Models and assays for X inactivation studies. (A) Early mouse embryos. X inactivation (indicated as condensed bar with Xist RNA represented as green dashed line) proceeds at the two- to four-cell stage (E1.5–E2.5), initially on the paternally inherited X chromosome (Xp), referred to as imprinted X chromosome inactivation (iXCI). iXCI is maintained in trophectoderm (orange) and extraembryonic endoderm (green) derived tissues through development (shown here E3.5–E10.5), whereas in cells of the embryo proper (blue), initial reactivation of Xp at E3.5 is followed by random X inactivation (rXCI) of Xp or the maternal X chromosome (Xm) at around E5.5. (B) In XX mouse embryonic stem cells (mESCs) both X chromosomes are active.

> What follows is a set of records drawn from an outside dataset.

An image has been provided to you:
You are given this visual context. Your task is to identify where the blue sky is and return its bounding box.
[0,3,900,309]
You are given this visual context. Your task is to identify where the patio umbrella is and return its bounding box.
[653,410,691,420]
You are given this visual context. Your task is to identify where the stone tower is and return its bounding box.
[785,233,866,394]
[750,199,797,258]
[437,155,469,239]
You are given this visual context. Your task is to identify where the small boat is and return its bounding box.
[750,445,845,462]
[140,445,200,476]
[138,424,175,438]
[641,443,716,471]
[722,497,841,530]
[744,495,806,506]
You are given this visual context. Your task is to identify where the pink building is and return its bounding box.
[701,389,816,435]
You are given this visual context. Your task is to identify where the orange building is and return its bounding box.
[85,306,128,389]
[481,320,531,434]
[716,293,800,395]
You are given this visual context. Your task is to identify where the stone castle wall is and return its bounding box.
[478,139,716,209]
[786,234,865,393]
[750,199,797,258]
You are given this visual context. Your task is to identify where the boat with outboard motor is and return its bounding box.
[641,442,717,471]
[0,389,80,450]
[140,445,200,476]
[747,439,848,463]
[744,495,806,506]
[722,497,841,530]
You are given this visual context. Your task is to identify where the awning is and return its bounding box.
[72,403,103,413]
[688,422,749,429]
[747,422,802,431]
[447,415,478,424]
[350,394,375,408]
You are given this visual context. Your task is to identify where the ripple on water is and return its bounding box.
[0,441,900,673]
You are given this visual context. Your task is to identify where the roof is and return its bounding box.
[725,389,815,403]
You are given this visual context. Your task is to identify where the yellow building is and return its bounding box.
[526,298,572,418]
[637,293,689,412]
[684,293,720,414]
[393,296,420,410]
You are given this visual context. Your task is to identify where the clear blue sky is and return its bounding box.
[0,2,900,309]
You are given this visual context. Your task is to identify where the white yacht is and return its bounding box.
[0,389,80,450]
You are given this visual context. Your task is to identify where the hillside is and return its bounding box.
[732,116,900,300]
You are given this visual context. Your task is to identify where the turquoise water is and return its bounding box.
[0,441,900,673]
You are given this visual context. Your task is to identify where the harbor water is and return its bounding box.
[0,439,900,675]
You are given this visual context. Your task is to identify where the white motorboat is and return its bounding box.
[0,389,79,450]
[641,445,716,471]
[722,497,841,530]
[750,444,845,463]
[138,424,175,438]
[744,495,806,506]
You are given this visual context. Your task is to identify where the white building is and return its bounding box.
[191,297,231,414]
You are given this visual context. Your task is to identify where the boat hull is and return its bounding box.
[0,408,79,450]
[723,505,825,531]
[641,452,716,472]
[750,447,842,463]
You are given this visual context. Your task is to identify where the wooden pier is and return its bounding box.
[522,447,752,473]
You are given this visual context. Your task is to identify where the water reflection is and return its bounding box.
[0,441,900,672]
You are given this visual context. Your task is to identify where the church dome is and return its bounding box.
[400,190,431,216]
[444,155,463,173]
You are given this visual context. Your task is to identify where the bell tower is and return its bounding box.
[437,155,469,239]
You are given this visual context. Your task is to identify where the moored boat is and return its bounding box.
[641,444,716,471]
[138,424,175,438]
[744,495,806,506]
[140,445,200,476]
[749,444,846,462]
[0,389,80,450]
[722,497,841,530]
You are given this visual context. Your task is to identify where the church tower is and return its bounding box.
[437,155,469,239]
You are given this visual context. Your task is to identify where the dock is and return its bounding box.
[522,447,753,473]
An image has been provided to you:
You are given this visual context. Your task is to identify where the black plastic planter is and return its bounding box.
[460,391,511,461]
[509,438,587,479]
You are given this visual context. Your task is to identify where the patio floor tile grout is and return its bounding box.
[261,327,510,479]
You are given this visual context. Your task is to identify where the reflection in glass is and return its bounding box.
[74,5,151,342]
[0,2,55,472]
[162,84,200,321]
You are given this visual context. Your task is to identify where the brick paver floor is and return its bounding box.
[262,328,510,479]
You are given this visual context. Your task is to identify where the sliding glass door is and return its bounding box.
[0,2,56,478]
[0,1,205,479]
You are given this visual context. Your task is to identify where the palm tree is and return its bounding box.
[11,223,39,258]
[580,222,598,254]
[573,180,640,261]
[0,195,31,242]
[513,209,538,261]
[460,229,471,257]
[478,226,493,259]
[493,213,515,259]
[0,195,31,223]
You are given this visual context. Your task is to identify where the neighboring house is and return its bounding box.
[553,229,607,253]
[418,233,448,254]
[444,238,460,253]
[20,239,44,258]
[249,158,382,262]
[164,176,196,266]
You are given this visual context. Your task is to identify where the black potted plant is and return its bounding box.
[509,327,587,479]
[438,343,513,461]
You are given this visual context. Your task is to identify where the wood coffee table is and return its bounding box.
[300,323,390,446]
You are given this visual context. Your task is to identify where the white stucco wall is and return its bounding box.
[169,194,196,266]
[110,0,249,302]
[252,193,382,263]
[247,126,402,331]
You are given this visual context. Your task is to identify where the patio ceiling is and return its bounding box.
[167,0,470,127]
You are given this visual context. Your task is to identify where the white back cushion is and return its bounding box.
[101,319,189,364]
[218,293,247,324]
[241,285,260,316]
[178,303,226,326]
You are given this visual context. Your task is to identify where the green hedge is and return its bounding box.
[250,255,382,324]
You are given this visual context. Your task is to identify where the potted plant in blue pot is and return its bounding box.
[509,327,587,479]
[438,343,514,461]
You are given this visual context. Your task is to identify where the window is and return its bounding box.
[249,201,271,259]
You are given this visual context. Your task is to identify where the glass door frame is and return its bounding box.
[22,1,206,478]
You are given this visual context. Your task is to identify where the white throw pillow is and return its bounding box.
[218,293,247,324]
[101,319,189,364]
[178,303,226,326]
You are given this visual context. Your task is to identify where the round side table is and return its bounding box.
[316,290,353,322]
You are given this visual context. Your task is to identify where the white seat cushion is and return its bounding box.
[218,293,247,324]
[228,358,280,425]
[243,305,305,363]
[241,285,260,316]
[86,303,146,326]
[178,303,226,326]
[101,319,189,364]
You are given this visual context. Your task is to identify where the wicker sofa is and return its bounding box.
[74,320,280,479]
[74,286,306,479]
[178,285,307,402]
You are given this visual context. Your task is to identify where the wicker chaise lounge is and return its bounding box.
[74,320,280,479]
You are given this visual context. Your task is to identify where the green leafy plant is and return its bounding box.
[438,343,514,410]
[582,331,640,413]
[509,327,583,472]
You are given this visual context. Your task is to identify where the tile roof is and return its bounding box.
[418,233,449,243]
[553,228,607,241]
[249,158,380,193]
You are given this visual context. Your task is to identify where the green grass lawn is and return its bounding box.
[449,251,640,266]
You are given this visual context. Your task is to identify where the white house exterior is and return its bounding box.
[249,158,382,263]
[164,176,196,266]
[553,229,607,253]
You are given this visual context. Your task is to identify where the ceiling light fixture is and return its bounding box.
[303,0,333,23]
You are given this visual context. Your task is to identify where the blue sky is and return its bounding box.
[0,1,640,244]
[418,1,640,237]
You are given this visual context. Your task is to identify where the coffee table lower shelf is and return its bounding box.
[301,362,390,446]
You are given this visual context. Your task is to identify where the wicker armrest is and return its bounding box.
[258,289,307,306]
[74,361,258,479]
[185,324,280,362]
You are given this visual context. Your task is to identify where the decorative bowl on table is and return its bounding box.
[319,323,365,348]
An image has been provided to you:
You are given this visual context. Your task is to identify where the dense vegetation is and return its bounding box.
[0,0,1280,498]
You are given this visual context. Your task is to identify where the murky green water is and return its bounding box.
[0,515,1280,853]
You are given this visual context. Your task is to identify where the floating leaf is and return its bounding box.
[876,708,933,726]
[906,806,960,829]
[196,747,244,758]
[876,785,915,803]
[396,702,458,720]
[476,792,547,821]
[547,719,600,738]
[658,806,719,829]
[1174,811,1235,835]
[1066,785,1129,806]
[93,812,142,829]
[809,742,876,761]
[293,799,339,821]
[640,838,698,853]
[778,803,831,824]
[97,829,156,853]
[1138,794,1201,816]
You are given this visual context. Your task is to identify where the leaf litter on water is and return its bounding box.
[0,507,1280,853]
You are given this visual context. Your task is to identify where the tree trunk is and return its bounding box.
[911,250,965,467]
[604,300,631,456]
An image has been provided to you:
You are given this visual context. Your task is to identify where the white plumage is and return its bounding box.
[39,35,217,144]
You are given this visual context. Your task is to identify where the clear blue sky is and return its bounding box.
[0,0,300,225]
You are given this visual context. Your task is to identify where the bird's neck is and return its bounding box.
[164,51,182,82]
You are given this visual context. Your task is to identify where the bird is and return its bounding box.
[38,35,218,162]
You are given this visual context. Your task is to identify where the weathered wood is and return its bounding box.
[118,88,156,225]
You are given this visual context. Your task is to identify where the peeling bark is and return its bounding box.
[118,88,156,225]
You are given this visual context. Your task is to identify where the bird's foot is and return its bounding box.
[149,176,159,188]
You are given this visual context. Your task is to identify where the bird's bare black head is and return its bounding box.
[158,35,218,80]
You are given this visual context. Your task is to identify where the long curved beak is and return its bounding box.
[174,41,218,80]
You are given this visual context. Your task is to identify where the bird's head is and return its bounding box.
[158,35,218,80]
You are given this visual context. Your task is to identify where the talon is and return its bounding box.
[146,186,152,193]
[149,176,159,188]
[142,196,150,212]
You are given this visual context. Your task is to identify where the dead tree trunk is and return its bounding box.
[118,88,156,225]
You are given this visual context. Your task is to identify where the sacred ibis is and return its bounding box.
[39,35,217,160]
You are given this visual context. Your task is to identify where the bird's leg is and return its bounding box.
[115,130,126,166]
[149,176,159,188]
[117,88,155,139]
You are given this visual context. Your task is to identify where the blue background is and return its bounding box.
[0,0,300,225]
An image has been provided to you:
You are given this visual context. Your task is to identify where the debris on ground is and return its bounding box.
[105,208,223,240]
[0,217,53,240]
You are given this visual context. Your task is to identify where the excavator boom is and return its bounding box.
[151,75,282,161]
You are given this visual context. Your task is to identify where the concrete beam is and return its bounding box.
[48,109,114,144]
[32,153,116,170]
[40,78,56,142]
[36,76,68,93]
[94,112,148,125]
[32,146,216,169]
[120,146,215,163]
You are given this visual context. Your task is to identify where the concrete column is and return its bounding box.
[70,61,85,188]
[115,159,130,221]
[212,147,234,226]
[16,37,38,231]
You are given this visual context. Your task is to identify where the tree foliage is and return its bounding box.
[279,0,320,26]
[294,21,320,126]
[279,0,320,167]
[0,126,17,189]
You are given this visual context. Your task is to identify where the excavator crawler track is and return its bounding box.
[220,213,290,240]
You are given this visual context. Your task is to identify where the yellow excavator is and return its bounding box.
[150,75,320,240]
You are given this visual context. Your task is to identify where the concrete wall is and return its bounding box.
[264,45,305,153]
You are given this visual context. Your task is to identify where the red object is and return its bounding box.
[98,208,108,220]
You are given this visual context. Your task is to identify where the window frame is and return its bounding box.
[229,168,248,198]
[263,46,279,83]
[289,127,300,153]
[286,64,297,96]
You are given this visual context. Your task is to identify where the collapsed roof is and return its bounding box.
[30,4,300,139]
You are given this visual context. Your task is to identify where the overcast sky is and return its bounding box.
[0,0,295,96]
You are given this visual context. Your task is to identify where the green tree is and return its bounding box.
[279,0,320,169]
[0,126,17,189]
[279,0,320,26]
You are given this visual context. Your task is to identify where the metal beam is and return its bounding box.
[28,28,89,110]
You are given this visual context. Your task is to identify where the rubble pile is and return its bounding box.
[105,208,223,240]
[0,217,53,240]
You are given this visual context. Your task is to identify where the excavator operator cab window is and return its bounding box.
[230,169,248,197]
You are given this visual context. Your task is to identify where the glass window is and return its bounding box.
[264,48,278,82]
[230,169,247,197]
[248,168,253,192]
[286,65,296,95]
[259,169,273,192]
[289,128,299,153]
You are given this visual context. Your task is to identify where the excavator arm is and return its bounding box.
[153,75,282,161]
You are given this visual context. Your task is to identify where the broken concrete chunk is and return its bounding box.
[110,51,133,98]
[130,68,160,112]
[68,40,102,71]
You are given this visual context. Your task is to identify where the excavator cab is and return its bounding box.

Random X inactivation proceeds following the onset of cellular differentiation in vitro. (C,D) X inactivation in mESCs can be uncoupled from differentiation by using an inducible promoter (red line) to drive Xist expression, illustrated on the single X chromosome in XY mESCs (C) or one of two X chromosome in XX mESCs (D). Silencing can be induced with or without cell differentiation in these models. Assays used to assess Xist-mediated silencing in wild-type (+/+) versus silencing factor mutant (−/−) include the following: (E) Phenotype of female versus male embryos/adults. (F,G) Imaging-based assays, notably nascent RNA FISH where abrogated silencing in mutants is indicated by the detection of nascent RNA (large red dot) signal within the Xist RNA domain (gray; F), and single-molecule (sm) FISH to quantify mRNA from an X-linked gene in the presence or absence of Xist RNA induction (G). smFISH illustration shows Xist RNA (gray) induced on the single X chromosome in an XY mESC line with X-linked gene mRNA (small red dots) being strongly reduced in wild-type, but not in silencing factor mutant cells. Finally, molecular assays have been used to directly quantify levels of X-linked mRNAs. (H) RNA-seq analysis using cells in which divergent X chromosomes with high single-nucleotide polymorphism density (orange and black bars), allow precise determination of the Xa:Xi ratio for RNAs (orange and black dots) for most X-linked genes when used in conjunction with nonrandom X inactivation/Xist induction.

Figure 4.

Pathways for Xist-mediated silencing. Schematic illustrates Xist RNA with tandem repeats A-F indicated together with associated RBPs and downstream effectors implicated in chromosome silencing. SPEN is linked to promoter/enhancer histone deacetylation through NCoR–HDAC3. hnRNPK recruits PCGF3/5–PRC1, which catalyzes widespread deposition of H2AK119ub1. H2AK119ub1 provides a binding platform for other variant (v) PRC1 complexes and PRC2, with PRC2-mediated H3K27me3, then recruiting canonical (c) PRC1. RBM15 is linked to m⁶A deposition on Xist RNA via recruitment of the METTL3/14 complex, facilitating silencing through yet to be determined mechanisms. LBR links Xist/Xi with the nuclear envelope and the repressive Lamin-associated environment. Other putative pathways, indicated in gray with dashed gray arrows, are RBM15-SET1B and/or SPEN–KMT2D potentially contributing to loss of H3K4me3 on Xi, SPEN–NuRD, potentially contributing to Xi histone deacetylation, and direct inhibitory interaction of SPEN with RNAPII/cofactors. Circular arrows denote catalytic activity. Both SPEN and PRC1 also contribute to anchoring Xist RNA to the nuclear matrix (dashed pink/green arrows), which may in turn contribute to their role in silencing.